The Shawnee Theatre opens their six-play summer season in June with Ring of Fire: The Johnny Cash Musical Show, followed by Steve Martin's Picasso at the Lapin Agile. Both those productions are directed by Eric and Missy Thibodeaux-Thompson; later in the summer, the Shawnee's new producing director Kevin Guthridge and artistic director Brandon Bruce will take over, to alternate in directing the next four shows.

One Worked His Way Up…



Guthridge is an ISU graduate and a Shawnee veteran. He's sung, played, acted, directed and even built sets. As producing director, he's finding new challenges. "It's really hard work, especially in the off-season." says Guthridge. "I'm handling marketing, sponsorships, underwriting, contracts with supervisory staff and the working out of the schedule for six plays in eight weeks. So there are many things that I've never done before."
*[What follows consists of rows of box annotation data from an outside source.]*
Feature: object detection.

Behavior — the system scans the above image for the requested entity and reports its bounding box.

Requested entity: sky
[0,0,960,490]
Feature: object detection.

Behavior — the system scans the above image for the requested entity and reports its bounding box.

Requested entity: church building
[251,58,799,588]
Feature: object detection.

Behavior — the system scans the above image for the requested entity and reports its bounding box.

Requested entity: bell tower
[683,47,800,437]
We asked Guthridge about the two plays that he's directing. "All My Sons, by Arthur Miller, is a tense, realistic drama about a family torn apart as it tries to hide the secret of the father's selling faulty parts to the government during WWII. We're putting it on right around the Fourth of July, and I think it will have real meaning for our audience. Over the past few years we've had good success with scary pieces like The Wolfman of Greene County and Dracula. So this year, we're putting on a classic, Frankenstein, and hoping that our audience enjoys it as well."

…One Answered An Ad



Brandon Bruce did theater work in college at the University of Iowa. He's since been based in Chicago. While Kevin Guthridge has worked his way up through a variety of positions at Shawnee, Bruce explains that got his job in simpler way: "I answered an ad." However, that was just the start. "There were interviews, resumes, and references." Like the position of producing director, that of artistic director comes with a lengthy list of responsibilities. "I hire the directors. I hire the actors-and there are a lot of them. Kevin and I collaborate on hiring the designers and in collaboration-heavy collaboration-with Kevin, I select the season. Mostly it's a matter of being in charge of the artistic programming and the creative direction of the theater."
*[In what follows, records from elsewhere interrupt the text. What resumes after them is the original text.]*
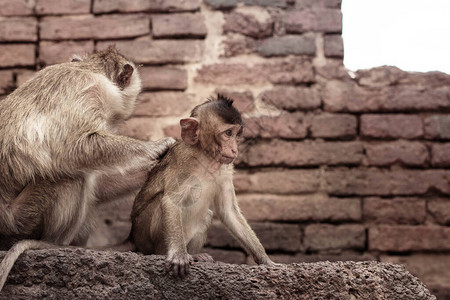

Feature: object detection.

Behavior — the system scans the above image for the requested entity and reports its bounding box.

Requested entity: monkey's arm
[215,179,274,265]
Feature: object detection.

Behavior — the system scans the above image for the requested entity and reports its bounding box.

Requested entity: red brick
[261,86,321,110]
[240,140,364,167]
[0,17,37,42]
[0,44,36,68]
[40,14,150,40]
[369,225,450,252]
[361,114,423,139]
[134,92,192,117]
[39,41,94,65]
[303,224,366,251]
[427,198,450,225]
[120,118,159,141]
[202,248,246,265]
[233,170,320,194]
[0,70,14,94]
[324,34,344,57]
[215,89,255,113]
[244,112,310,139]
[223,12,273,38]
[36,0,91,15]
[0,0,35,16]
[222,34,262,57]
[195,58,314,85]
[284,8,342,33]
[323,169,450,196]
[363,198,426,224]
[238,194,361,222]
[364,141,429,166]
[424,115,450,140]
[311,113,358,138]
[97,36,204,64]
[152,13,207,37]
[139,67,187,90]
[380,253,450,299]
[207,222,301,251]
[258,35,316,57]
Bruce will direct that most durable of musicals, The Fantasticks, and The Thirty-Nine Steps, a wild homage to the Hitchcock movie. "I've wanted to direct The Fanstasticks ever since I played in it in high school. It's near and dear to my heart. To me it's a play about illusion, about magic-theatrical magic-the kind of magic that only theatre can offer, that you can get nowhere else. The Thirty-Nine Steps will be a real treat for Hitchcock fans. It's very physical, very athletic, silly, and even clownish, but still an homage to Hitchcock."